11. The method for producing fire-proof thermal-insulation layers as claimed in claim 10: wherein said hydrous phyllosilicate mineral having low weight and low thermal conductivity is an expanded vermiculite product and said expanded liquid mixture is a liquid vermiculite mixture;wherein said unbonded mineral fiber is a granulated Rockwool product;wherein the weight ratio of the liquid vermiculite mixture to the granulated Rockwoood product is in the range of 4.4 grams, plus or minus ten percent, of the liquid vermiculite mixture for 1 gram, plus or minus ten percent, of the granulated Rockwood.

12. The method for producing fire-proof thermal-insulation layers as claimed in claim 11, wherein the weight ratio of the expanded vermiculite is 7 grams, plus or minus ten percent, to 10 grams, plus or minus ten percent, of water.

13. The method for producing fire-proof thermal-insulation layers as claimed in claim 11, further including forming a layer of fiber glass material permeated with an adhesive compound comprising a mixture of expanded vermiculite and water.

14. The method for producing fire-proof thermal-insulation layers as claimed in claim 13; wherein for the adhesive compound the weight ratio of the expanded vermiculite and water is: 2 grams, plus or minus ten percent, of expanded vermiculite for 10 grams, plus or minus ten percent of water.

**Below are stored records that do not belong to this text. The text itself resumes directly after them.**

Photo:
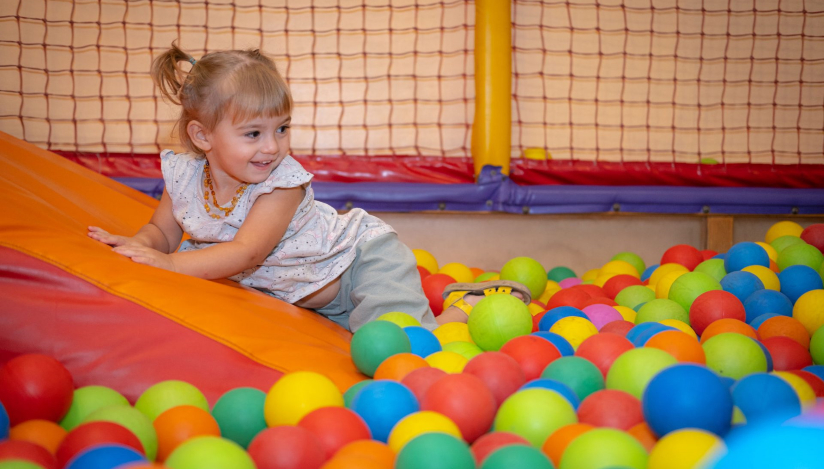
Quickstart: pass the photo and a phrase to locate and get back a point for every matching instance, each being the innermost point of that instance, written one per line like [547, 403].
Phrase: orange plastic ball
[680, 345]
[179, 424]
[723, 325]
[44, 433]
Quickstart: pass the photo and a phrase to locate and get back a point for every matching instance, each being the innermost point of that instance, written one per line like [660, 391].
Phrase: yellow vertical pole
[492, 128]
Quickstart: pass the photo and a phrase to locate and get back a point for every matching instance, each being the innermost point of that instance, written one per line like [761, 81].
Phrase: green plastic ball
[634, 295]
[734, 355]
[686, 288]
[435, 450]
[209, 452]
[88, 399]
[167, 394]
[580, 374]
[134, 420]
[632, 371]
[534, 414]
[603, 448]
[496, 319]
[660, 309]
[527, 271]
[239, 414]
[376, 341]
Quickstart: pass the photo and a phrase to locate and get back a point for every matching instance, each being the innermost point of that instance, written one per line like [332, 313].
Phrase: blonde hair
[241, 84]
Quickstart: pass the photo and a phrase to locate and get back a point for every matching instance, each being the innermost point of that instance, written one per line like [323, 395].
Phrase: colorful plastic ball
[382, 404]
[581, 375]
[435, 451]
[809, 310]
[632, 371]
[517, 456]
[239, 414]
[604, 448]
[734, 355]
[764, 395]
[800, 254]
[422, 341]
[26, 451]
[164, 395]
[34, 386]
[296, 394]
[687, 396]
[376, 341]
[602, 350]
[418, 423]
[134, 420]
[464, 399]
[498, 318]
[685, 348]
[534, 414]
[611, 408]
[86, 400]
[526, 271]
[685, 449]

15. A method for thermally insulating a selected surface comprising the steps of: applying coating layers to the selected surface at least one of the layers being a mixture of liquid vermiculite and granulated Rockwool.

16. The method for thermally insulating a selected surface as claimed in claim 15, including the step of applying a second layer of a thermo-glass fabric composed of a glass fiber permeated with a special high temperature glue composed of expanded vermiculite and water.

17. The method for thermally insulating a selected surface as claimed in claim 16 further including the steps of: (i) applying a third layer overlying the second layer, said third layer composed of liquid phenolic resin; and(ii) applying a fourth layer overlying the third layer, said fourth layer being a varnish layer of selected color.

18. The method for thermally insulating a selected surface as claimed in claim 15, wherein the mixture of liquid vermiculite (LV) and granulated Rockwool includes expanded vermiculite mixed with water in a given weight ratio and wherein the liquid vermiculite (LV) is mixed with the granulated Rockwool in a given weight ratio.

19. The method for thermally insulating a selected surface as claimed in claim 16, wherein the special high temperature glue composed of expanded vermiculite and water is formed by mixing EV and water in the ratio of 2 grams, plus or minus ten percent, of EV to every 10 grams, plus or minus ten percent, of water.

20. The method for thermally insulating a selected surface as claimed in claim 16, wherein the mixture of liquid vermiculite (LV) and granulated Rockwool is formed with the weight ratio of the liquid vermiculite to the granulated Rockwood being in the range of 1 gram, plus or minus ten percent, of granulated Rockwool to 4.44 grams, plus or minus ten percent, of the liquid vermiculite; and wherein the mixture of liquid vermiculite (LV) is formed with the weight ratio of 7 grams, plus or minus 10%, of expanded vermiculite for 10 grams, plus or minus 10%, of water.